The holidays are such a beautiful time of year. There are beautiful decorations, delicious meals, and precious time spent with friends and family. But when you get married, figuring out how to handle the holidays can be hard. Suddenly, your traditions and priorities aren’t the only ones in the equation!
You may be dead set on how your family always did things and find that your husband is just as adamant that things be celebrated how he remembers it. One of the beautiful difficulties of starting your own family is learning how to create a new mesh of traditions together.
The most difficult part might not even be between you and your new husband, but learning how to handle the holidays with your family or your new in-laws can be tense and really add stress into a time of year that is supposed to be full of love and fun.

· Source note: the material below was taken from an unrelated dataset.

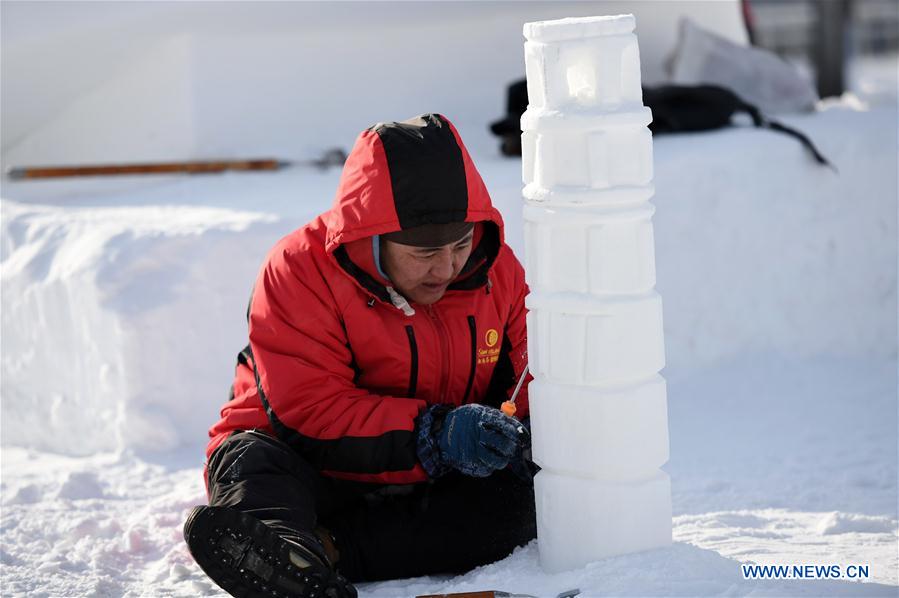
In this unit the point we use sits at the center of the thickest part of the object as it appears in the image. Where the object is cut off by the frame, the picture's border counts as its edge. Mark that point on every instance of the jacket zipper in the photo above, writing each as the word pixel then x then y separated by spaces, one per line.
pixel 442 336
pixel 473 329
pixel 413 369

A good rule of thumb is to sit down with your spouse and decide what your priorities are, and then let both families know what to expect. Don’t leave them thinking things will stay the same till the last minute when you switch it up. Don’t ask them for their opinion, and don’t let their response sway your decisions. You are a new family now, and you need to create that family life together.
You might decide to rotate holidays with each of your families, or to celebrate on different days. If they live fairly close together you might have time to spend with each side on the actual holiday, or you might decide to stay home. You can choose to travel a lot as a couple and then change your mind when you start having kids.
But however you decide to handle the holidays, it needs to be a sacred and special time for your family. You may have to deal with some problems when you talk to your parents or in-laws, but stay strong and explain why you chose to handle the holidays in this way. Make sure that the time you do spend with them is quality and really treasure this wonderful season.